El quería que nos vistiésemos poco: yo solo la camisa y las enaguas, él la camisa abierta encima de los pantalones de montar. Quería disfrutar en aquella tarde fragante la insignificancia de la gente corriente, que puede andar a medio vestir por el jardín de sus casas vacías. Creo que en aquel momento no quería ser el zar, ni siquiera él mismo. Pero mi casa no estaba vacía, aunque a él le hubiese parecido que lo estaba. Solo tenía un criado, una cocinera y un jardinero, pero cualquiera de ellos podía mirar por una ventana y ver a Nicolás II con su camisa hinchada al viento, anclando a mi lado. ¡Y con qué sorpresa le contemplarían! ¿Qué pensarían, si lo hacían? ¿Que la fortuna de aquella casa pronto mejoraría? Las suelas de las botas del zar doblaban la hierba. Mis pies desnudos rozaban la hierba. En su coronación, cuatro años antes, Niki había quedado eclipsado por la altura de Alexandra, aumentada aún más por los tacones y la corona que llevaba, y eclipsado también por su anchura, incrementada por las anchas y tiesas faldas de su traje cortesano. A su lado era él quien parecía el consorte, y no ella, de menor estatura, con la barbilla hundida en el cuello de su manto. Ella hacía que él pareciese más pequeño, pero a mi lado sobresalía majestuoso, y su paso era el de un emperador. Todo reside en las proporciones, como sabe cualquier escenógrafo.
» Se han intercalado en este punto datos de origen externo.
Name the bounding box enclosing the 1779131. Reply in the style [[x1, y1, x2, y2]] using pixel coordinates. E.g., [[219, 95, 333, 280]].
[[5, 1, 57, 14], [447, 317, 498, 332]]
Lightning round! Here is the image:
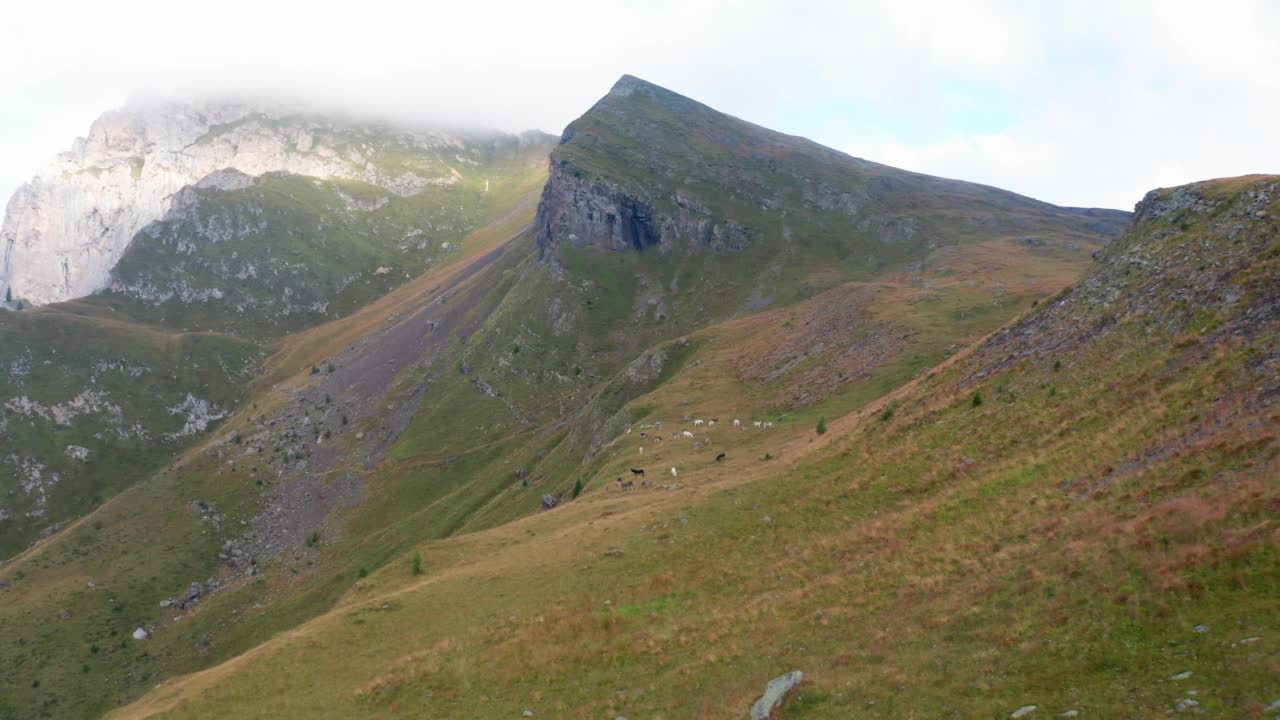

Un pequeño castillo en el telón de fondo parece enorme en la distancia; el segundo piso de una fachada se construye de la mitad del tamaño del primero, para dar la ilusión de una mayor altura; una rueda grande girando hace enana a una joven, un enano junto a ella la convierte en una giganta.

Fuimos andando por mi carretera privada hasta el golfo, y su silencio era tan profundo que yo pensé absurdamente que cuando llegásemos allí, quizás esperaba que nosotros, los dos fornicadores, nos ahogásemos juntos. El viento levantaba su camisa y la mía, pero cuando llegamos al agua, él se detuvo y no hizo movimiento alguno para atarme una gran roca y arrojarme a las olas. No. Quería hablar. Lo que fuera que quería decirme lo quería decir allí, fuera, como si no quisiera que se le pudieran tener en cuenta esas palabras y quisiera dejar que el viento por encima del agua se las llevase a medida que hablaba.